Publié à la veille du deuxième Forum social européen de Paris, le livre de Guillaume Duval prend le contre-pied des thèses sur le libéralisme triomphant, la marche inéluctable vers la société de marché et la diabolisation des entreprises multinationales qui étendent leur emprise sur l’ensemble des rapports sociaux en contraignant l’Etat à céder du terrain.

La thèse se veut rigoureuse, un brin provocatrice mais argumentée : le libéralisme n’a pas d’avenir car cette « idéologie du marché concurrentiel » ne correspond pas à la réalité observée du capitalisme actuel. On assiste au contraire à une montée du non marchand dans les économies développées, mesurée par la progression des prélèvements obligatoires dans les économies des pays de l’OCDE. Cette montée s’explique car l’heure est aux oligopoles, aux concentrations accélérées qui réduisent le rôle du marché concurrentiel. De plus, ces grandes firmes ont besoin pour assurer leur survie de maîtriser un environnement de plus en plus complexe. Elles doivent pour cela s’appuyer sur un tissu de plus en plus dense de rapports non marchands. En effet, seul le secteur non marchand est en mesure de leur apporter la protection, la sécurité juridique pour investir, des politiques leur assurant la main-d’œuvre qualifiée, les systèmes de retraite, de santé, d’adduction d’eau dont elles ont besoin. Bref, la concurrence coûte cher et devient un luxe réservé aux activités de faible valeur ajouté et de faible intensité de capital.

La conclusion s’impose : l’enjeu n’est pas le retour au projet libéral pour rétablir une « vraie » concurrence.

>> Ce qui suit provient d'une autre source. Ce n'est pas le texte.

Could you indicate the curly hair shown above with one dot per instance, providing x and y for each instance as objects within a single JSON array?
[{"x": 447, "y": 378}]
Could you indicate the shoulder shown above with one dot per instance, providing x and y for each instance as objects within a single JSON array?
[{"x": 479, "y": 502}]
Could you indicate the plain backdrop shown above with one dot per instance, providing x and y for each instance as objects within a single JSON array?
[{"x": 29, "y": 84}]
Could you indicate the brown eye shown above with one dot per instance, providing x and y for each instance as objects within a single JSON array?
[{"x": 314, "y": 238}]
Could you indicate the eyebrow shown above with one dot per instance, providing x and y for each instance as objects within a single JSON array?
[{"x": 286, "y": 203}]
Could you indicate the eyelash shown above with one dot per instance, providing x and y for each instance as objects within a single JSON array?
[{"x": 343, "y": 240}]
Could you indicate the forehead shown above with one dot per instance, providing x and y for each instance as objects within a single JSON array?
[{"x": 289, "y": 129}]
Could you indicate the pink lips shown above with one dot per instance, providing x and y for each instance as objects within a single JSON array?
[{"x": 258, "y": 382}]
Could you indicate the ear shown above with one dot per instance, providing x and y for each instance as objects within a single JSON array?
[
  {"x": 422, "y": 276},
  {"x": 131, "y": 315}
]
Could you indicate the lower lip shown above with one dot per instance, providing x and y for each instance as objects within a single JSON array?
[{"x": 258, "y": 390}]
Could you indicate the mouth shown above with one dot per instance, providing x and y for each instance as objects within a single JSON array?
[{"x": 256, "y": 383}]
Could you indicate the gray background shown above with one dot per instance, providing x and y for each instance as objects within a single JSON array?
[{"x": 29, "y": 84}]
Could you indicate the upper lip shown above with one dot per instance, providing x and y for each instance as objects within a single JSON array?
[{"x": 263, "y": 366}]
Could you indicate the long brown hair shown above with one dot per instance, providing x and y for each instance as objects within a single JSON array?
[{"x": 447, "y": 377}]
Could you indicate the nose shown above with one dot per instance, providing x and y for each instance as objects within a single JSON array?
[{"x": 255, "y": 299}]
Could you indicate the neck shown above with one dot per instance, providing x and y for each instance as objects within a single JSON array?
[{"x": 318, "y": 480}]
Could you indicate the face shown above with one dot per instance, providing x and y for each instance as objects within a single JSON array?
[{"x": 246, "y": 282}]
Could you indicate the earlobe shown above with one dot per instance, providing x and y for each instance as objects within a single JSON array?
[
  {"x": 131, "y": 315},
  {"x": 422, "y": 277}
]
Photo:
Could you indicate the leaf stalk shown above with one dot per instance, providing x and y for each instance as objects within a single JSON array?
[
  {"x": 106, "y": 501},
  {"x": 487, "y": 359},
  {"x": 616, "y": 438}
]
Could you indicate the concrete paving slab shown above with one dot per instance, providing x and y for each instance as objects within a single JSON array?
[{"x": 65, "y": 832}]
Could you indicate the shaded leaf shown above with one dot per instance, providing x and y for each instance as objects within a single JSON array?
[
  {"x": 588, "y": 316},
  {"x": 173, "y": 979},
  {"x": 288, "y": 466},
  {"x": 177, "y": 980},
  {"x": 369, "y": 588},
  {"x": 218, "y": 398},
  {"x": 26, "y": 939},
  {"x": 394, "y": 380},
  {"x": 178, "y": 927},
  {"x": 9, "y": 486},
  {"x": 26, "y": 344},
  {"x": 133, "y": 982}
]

Ce projet réactionnaire au sens propre est comme tel condamné à l’échec. La question est plutôt comment maîtriser le big business. Car, bien sûr, le monde post-marché est peu rassurant, en particulier par les inégalités croissantes qu’il génère.

Pour Guillaume Duval, la réponse est à rechercher du côté de la multiplication des formes de contrôle démocratiques sur les multinationales. Quelques pistes de contrôle social des firmes multinationales sont ainsi avancées, comme le gouvernement d’entreprise qui vise à remettre en cause le pouvoir absolu du droit de propriété des actionnaires. Il soutient ainsi la nouvelle dynamique enclenchée avec la responsabilité sociale des entreprises, c’est-à-dire un droit de regard des salariés, des associations de consommateurs, des collectivités et autres « parties prenantes » pour réclamer des comptes sur d’autres terrains que sur les seuls résultats financiers.

On peut facilement partager l’essentiel du raisonnement. Il a comme intêret majeur pour les syndicalistes de remettre au centre l’intervention des salariés et l’action des citoyens. Ces derniers peuvent s’appuyer et compléter la dynamique d’encadrement public par les règles et les normes d’ordre public à l’image des normes de l’OIT, des principes directeurs de l’OCDE ou de la loi française sur les NRE. On aurait aimé toutefois une analyse plus fouillée des difficultés rencontrées par cette démarche de régulation démocratique en vue de responsabiliser les firmes et leurs filiales dans les pays du Sud où se concentrent les principales inégalités et où l’intervention de la société civile reste encore largement à construire. En ce sens le contrôle social reste bien à conquérir si l’on veut transformer le système.